Einstein supposedly pictured himself chasing a beam of light before developing his theories of relativity. Liu imagined standing on the surface of a planet quite unlike Earth to come to this book and its two siblings. Based on the first installment, I can tell that investing some time in the trilogy will be worth it.
Written by Cixin Liu, 2012
Level up
The next time someone asks me about books to read before residency, I will direct them here. You don’t have to be a medical trainee to benefit from these, but that period of anxious anticipation between match day and orientation is perfect for buffing your attributes.
How to read a book, by Mortimer J. Adler
What better way to start learning about learning than by reading a book about reading books?
The Farnam Street blog has a nice outline of the book’s main ideas. The same establishment is now hocking a $200 course on the same topic. It’s probably good, but at $10 the source material is slightly more affordable.
Getting things done, by David Allen
The first few months you will be neck-deep in scut work no matter what you do. After that, though, you will have to juggle patient care, research, didactics, fellowship/career planning, and piles of administrative drek—and that’s just inside the hospital. At the very least, this book will help you make time for laundry (and maybe some reading).
Thinking, fast and slow, by Daniel Kahneman
Superficially, similar knowledge to what is in these 400+ pages can be found in a few Wikipedia entries.
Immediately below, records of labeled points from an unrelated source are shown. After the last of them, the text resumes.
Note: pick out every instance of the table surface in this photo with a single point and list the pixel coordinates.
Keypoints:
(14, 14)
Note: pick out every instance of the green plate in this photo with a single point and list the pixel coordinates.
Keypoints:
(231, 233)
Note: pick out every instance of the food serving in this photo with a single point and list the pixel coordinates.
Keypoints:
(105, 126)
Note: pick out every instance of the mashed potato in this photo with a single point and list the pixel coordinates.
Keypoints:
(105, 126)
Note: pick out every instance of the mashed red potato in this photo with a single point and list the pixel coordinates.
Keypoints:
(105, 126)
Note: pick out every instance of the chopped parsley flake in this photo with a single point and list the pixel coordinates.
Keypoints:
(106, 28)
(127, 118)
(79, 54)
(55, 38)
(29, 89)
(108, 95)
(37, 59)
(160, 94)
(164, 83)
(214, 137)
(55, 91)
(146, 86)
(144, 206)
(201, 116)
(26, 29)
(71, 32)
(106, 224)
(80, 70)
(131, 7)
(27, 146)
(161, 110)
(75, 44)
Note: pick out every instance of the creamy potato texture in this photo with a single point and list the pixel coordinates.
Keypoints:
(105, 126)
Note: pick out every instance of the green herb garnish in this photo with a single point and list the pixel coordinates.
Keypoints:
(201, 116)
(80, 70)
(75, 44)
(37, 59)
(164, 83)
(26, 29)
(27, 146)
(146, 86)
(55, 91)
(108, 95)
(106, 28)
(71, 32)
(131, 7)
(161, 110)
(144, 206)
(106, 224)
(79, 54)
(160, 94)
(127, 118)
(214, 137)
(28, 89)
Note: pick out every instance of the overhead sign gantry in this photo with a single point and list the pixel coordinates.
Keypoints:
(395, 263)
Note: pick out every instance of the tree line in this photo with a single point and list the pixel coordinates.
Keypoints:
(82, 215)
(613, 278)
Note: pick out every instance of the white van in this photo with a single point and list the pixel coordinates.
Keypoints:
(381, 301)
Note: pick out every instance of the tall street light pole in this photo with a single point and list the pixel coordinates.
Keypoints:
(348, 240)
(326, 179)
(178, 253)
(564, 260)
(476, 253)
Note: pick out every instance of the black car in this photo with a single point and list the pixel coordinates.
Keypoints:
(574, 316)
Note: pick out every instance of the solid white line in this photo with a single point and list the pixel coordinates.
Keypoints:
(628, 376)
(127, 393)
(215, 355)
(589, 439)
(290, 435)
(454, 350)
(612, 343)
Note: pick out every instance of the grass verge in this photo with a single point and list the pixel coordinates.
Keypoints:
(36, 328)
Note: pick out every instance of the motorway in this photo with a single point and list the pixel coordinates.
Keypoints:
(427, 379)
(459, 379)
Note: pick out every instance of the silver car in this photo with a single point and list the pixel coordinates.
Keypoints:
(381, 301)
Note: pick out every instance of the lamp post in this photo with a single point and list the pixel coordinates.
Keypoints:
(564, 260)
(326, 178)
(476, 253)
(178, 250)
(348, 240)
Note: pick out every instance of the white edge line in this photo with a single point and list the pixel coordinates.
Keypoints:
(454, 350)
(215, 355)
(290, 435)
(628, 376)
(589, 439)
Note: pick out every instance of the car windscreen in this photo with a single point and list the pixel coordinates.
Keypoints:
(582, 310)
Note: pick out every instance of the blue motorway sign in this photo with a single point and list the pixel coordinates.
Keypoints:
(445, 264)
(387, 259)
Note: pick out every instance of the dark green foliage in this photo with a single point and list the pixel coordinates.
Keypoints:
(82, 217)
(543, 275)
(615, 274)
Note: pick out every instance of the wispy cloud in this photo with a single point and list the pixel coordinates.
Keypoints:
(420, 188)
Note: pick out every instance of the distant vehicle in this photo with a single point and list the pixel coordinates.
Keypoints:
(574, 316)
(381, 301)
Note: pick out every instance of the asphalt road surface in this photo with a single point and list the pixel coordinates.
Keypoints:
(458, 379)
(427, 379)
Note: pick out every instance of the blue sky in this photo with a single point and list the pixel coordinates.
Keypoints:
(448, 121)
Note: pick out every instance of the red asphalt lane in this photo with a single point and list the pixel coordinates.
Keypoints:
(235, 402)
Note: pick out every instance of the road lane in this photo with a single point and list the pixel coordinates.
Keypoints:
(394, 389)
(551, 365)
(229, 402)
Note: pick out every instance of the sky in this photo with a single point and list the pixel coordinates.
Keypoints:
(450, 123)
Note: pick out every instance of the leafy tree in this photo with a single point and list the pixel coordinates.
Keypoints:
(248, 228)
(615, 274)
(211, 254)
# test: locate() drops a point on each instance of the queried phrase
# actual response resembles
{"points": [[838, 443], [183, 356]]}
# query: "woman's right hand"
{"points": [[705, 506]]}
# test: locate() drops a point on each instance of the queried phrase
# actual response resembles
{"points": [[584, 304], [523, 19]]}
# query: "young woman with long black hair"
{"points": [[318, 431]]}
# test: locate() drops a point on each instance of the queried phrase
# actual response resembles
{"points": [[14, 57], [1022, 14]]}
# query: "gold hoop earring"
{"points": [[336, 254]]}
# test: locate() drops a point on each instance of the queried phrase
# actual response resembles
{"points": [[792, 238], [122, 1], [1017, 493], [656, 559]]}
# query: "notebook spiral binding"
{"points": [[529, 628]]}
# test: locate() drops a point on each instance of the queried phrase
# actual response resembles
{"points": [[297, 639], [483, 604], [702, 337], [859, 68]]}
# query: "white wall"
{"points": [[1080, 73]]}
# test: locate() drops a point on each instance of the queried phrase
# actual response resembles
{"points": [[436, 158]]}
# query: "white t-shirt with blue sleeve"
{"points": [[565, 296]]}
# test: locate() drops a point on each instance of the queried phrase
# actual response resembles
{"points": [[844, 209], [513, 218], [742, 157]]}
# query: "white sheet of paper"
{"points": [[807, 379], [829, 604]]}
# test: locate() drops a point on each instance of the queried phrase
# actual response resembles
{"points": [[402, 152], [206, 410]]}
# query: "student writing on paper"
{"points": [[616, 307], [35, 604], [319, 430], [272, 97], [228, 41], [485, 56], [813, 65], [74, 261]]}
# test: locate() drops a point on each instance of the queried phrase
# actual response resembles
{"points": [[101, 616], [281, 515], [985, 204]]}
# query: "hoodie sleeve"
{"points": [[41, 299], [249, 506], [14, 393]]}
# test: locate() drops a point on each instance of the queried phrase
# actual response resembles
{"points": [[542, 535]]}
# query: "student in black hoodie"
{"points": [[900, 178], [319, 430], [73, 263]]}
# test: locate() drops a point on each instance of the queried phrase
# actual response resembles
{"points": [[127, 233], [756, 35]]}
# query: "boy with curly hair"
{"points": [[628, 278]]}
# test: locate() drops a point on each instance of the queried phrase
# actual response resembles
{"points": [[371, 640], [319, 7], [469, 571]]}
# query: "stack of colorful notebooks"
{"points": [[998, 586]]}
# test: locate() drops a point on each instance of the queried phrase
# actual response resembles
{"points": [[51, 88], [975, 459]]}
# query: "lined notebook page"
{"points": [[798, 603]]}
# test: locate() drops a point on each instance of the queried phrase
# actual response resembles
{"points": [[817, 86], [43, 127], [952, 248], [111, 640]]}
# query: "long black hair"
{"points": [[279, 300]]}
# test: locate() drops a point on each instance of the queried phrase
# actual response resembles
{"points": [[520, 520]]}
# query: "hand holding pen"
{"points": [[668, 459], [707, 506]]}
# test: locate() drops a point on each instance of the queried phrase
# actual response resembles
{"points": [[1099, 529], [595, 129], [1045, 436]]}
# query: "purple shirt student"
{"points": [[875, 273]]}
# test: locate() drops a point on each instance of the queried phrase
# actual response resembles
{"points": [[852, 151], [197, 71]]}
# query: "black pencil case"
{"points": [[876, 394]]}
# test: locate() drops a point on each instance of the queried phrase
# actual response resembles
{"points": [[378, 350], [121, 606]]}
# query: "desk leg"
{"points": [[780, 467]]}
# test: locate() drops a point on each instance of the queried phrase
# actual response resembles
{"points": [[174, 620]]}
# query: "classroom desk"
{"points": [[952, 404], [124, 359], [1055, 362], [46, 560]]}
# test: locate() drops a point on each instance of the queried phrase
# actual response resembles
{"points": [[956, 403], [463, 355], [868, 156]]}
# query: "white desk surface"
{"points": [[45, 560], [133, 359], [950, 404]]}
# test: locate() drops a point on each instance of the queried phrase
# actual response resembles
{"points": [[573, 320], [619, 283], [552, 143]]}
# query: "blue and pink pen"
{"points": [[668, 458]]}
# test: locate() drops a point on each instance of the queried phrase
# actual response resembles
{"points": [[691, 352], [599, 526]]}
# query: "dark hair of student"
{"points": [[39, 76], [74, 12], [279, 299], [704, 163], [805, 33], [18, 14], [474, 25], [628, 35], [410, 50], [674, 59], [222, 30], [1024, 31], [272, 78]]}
But you would miss out on the how and why cognitive biases and heuristics are so important. Medicine and research are bias-driven endeavors, and not understanding them is not knowing real-world medicine.
Only three? Yes. If anything, the two and a half months between mid-March and July 1st won’t be enough to read them all with the attention they deserve. But you should try.
No, there's nothing wrong with your attention span
After skimming through the fifth long-form article about the increase in bite-sized consumable writing made for the short-attention-span—dare I say “millennial”—crowd, I became scared for my own tenacity. Would the 15-year-old me, the one who had read the LotR cover to cover, be horrified by this balding humunculus with twice the age and—if you’d believe the articles—half the attention span?
No, he would not. I can write that with confidence of a man who has just burned through the first two Dark Tower books exclusively while riding the subway. Get in at Union Station, actually sit down to read at Gallery Place, blink and I’m done with a chapter or two and arriving at Bethesda.
Stephen King is a hell of a writer, you see, and most of what you can find online—this blog post included—is derivative crap at worst, well-written nonsense at best. My brain jumping from text to text was its way of saying Dude, why are you punishing me with this drivel? Just get us a good book. So I did, and the percieved length of my metro commute has decreased by two orders of magnitude. Which is a convoluted way of saying that time flies when you’re having fun. See above re: quality of online writing.
But if you’ve never read a book in your life and are now devouring Buzzfeed like a horsefly in a manure factory—sorry, there is no help. It is you.